Check the appropriate box below if the Form 8-K filing is intended to simultaneously satisfy the filing obligation of the registrant under any of the following provisions (see General Instruction A.2. below):

 

¨ Written communications pursuant to Rule 425 under the Securities Act (17 CFR 230.425)

 

¨ Soliciting material pursuant to Rule 14a-12 under the Exchange Act (17 CFR 240.14a-12)

 

¨ Pre-commencement communications pursuant to Rule 14d-2(b) under the Exchange Act (17 CFR 240.14d-2(b))

 

¨ Pre-commencement communications pursuant to Rule 13e-4(c) under the Exchange Act (17 CFR 240.13e-4(c))

 

 

 


Item 3.01. Notice of Delisting or Failure to Satisfy a Continued Listing Rule or Standard; Transfer of Listing.

On February 9, 2016, The NASDAQ Stock Market (“NASDAQ”) granted Delcath Systems, Inc. (the “Company”) an additional 180 calendar days, or until August 8, 2016, to regain compliance with the $1.00 per share minimum required for continued listing on The NASDAQ Capital Market pursuant to NASDAQ Marketplace Rule 5550(a)(2) (the “Minimum Bid Price Rule”).

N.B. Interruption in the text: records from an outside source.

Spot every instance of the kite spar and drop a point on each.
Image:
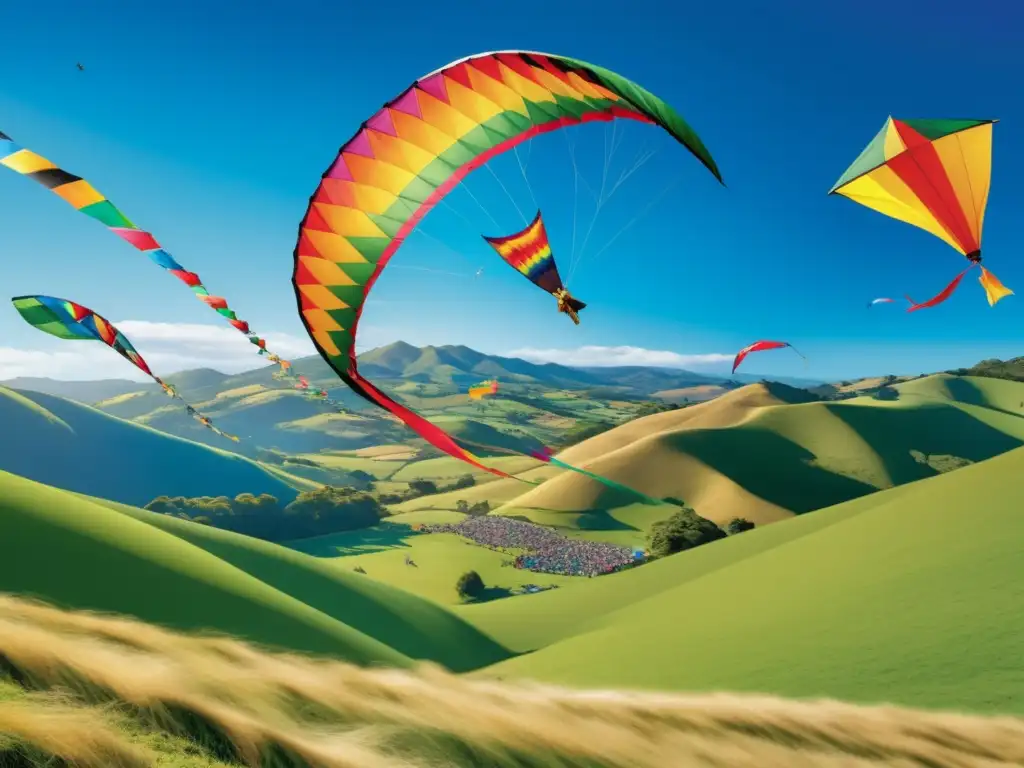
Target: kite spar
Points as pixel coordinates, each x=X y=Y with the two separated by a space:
x=72 y=322
x=933 y=174
x=410 y=155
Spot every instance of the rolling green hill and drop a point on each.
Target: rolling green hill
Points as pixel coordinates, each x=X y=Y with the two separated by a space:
x=433 y=380
x=88 y=553
x=765 y=453
x=910 y=595
x=77 y=448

As previously reported, on August 11, 2015, the Company received a notification letter (the “Notice”) from NASDAQ advising the Company that for 30 consecutive trading days preceding the date of the Notice, the bid price of the Company’s common stock had closed below the $1.00 per share minimum required for continued listing on The NASDAQ Capital Market pursuant to the Minimum Bid Price Rule. The Company was provided 180 calendar days, or until February 8, 2016, to regain compliance with the Minimum Bid Price Rule. The Company was unable to regain compliance with the Minimum Bid Price Rule by February 8, 2016. The NASDAQ determination to grant the second compliance period was based on the Company meeting the continued listing requirement for market value of publicly held shares and all other applicable requirements for initial listing on The NASDAQ Capital Market, with the exception of the bid price requirement, and the Company’s written notice of its intention to cure the deficiency during the second compliance period by effecting a reverse stock split, if necessary.

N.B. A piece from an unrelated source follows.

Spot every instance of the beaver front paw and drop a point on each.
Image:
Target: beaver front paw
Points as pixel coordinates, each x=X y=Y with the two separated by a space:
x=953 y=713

To regain compliance, the bid price of the Company’s common stock must close at or above $1.00 per share for a minimum of ten consecutive business days at any time during the second 180-day compliance period. The Company intends to monitor the closing bid price of its common stock and may, if appropriate, consider implementing available options, including submitting a reverse stock split for approval by the Company’s stockholders. If a reverse stock split is approved by the stockholders of the Company, the Company’s Board of Directors will consider whether a reverse stock split is necessary and would facilitate the Company regaining compliance with the Minimum Bid Price Rule by August 8, 2016. There can be no assurance that the Company will be able to regain compliance with the Minimum Bid Price Rule or maintain compliance with the other listing requirements necessary for the Company to maintain the listing of its common stock on The NASDAQ Capital Market.

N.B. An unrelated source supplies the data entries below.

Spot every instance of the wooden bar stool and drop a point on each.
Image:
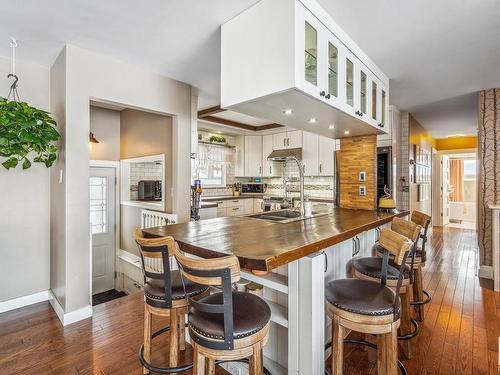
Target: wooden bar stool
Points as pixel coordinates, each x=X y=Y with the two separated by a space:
x=164 y=295
x=371 y=268
x=227 y=325
x=419 y=301
x=369 y=307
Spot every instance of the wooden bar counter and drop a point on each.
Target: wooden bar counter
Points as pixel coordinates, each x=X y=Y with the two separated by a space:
x=264 y=245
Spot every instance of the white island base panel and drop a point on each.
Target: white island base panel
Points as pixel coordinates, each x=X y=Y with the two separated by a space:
x=296 y=294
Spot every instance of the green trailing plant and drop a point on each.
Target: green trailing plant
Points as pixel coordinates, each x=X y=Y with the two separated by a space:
x=217 y=139
x=26 y=132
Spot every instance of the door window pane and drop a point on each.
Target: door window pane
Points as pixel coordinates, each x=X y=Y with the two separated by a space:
x=311 y=57
x=332 y=69
x=383 y=107
x=98 y=191
x=374 y=100
x=363 y=92
x=349 y=87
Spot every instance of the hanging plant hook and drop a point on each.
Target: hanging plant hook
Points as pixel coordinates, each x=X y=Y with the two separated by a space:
x=13 y=87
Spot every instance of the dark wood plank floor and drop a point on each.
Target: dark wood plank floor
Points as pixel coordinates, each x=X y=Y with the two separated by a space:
x=459 y=335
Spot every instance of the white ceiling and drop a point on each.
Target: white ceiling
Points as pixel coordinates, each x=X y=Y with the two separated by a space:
x=432 y=50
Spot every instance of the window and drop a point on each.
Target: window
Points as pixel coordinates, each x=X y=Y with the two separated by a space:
x=374 y=100
x=332 y=69
x=311 y=58
x=98 y=186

The Notice has no effect on the listing of the Company’s common stock at this time and the Company’s common stock will continue to trade on The NASDAQ Capital Market under the symbol “DCTH.”


SIGNATURES

Pursuant to the requirements of the Securities Exchange Act of 1934, the registrant has duly caused this report to be signed on its behalf by the undersigned hereunto duly authorized.

 

        DELCATH SYSTEMS, INC.
Dated: February 10, 2016     By:  

/s/ Jennifer K. Simpson, Ph.D.

    Name:   Jennifer K. Simpson, Ph.D.